Moutinho: Pay your taxes and read your history

Okay, I’ll bite. The overuse of capital letters in Nicholas Moutinho’s Wespeak (“Obama supporters: have you read the Constitution?” Nov. 14, 2008, Volume CXLIV, Number 20) made me suspect momentarily that the author is not entirely serious. However, he seems sincere, and his arguments have been made by many and are worth rebutting. Moutinho’s overreliance on the literal language of the Constitution is historically untenable, and his bald assertion that “half (an estimate) of what the federal government does now is unconstitutional, and the means by which it gets the majority of its funding is also unconstitutional” is absurd.

Moutinho’s argument ignores the massive changes in the American political environment, from the rise of capitalism to civil rights, which have taken place since the Constitution was first enacted 219 years ago. Interpretations of the Constitution have always been dependent on the political atmosphere of the time. In Plessy v. Ferguson, for instance, the Supreme Court declared that “separate but equal” segregated facilities were constitutional; in Brown vs. Board of Education, the Court decided that they were unconstitutional. The reversal was not based on any change in the text of the relevant parts of the Constitution, but rather on the increasingly widespread perception that segregated facilities were inherently unequal. De jure segregation went from constitutional to unconstitutional because of a change in ideas, not a change in the Constitution itself.

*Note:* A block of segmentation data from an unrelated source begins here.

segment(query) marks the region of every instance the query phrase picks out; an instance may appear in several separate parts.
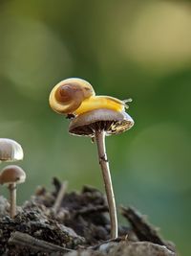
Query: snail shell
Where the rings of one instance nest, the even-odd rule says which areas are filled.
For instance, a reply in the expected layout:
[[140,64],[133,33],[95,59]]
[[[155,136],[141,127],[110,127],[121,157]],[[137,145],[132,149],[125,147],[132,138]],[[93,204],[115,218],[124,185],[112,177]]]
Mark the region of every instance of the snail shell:
[[92,96],[95,96],[95,91],[88,81],[73,78],[61,81],[53,88],[49,103],[55,112],[72,114]]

It should not be necessary, therefore, to engage Moutinho’s argument that the income tax is unconstitutional. Whether or not it accords with the literal meaning of Article I, Section 9 of the Constitution is largely irrelevant, since the political meaning of the clause has changed since it was written, and the Supreme Court has repeatedly held that the income tax accords with today’s interpretation of constitutionality. However, I will attempt to rebut Moutinho on this point, since here too he is misinformed about the history of the Constitution.

Article I indeed stipulates that “direct taxes” (basically, taxes on property, as distinct from indirect taxes, such as an excise tax, which taxes transfers of property) must be apportioned among the states. It is in no way obvious from the Constitution itself that an income tax should be considered direct rather than indirect, but the 1895 Supreme Court decision in Pollock v. Farmer’s Loan and Trust Co. held that a federal tax on income derived from property was a direct tax and therefore had to be apportioned. This was widely regarded as making a federal income tax impossible; in response, the states ratified the Sixteenth Amendment, which directly nullifies the Pollock decision, declaring “the Congress shall have power to lay and collect taxes on incomes… without apportionment among the several States, and without regard to any census or enumeration.” The criterion of equal apportionment clearly no longer applies to the federal income tax, if it ever did.

There is no coherent way to argue that the income tax is unconstitutional because it is direct and unapportioned. Apparently Moutinho believes that Article 1, Section 9 somehow supersedes the Sixteenth Amendment, which is, of course, not how the Constitution works. At any rate, he seems to be opposed to any taxation at all, constitutional or otherwise: “What gives the government the right to take wealth from somebody and give it to somebody else?” he asks. Moutinho, avid reader of the Constitution that he is, ought to know this one: it is, of course, Article I, Section 8 of the Constitution, which gives Congress the power to tax in order to “promote the common Defense and general Welfare.”

As a living, breathing socialist, I actually have to agree with Moutinho that our government has done a terrible job of fulfilling that “general welfare” criterion. He is right to argue that the U.S.’s exorbitant military spending represents nothing more than imperialism, and that the government is perpetrating an enormous transfer of wealth from the masses to the rich. However, I don’t see how abolishing the government is the answer. “The government isn’t all-knowing, and can’t possibly account for the widely-sweeping consequences of its actions,” Moutinho insists, but this would be a better description of unregulated free markets than a government of elected representatives. How can we possibly deal with the problems our society faces, from global warming to massive economic inequality, without a state strong enough to advance public interests over private ones—or an income tax to fund it?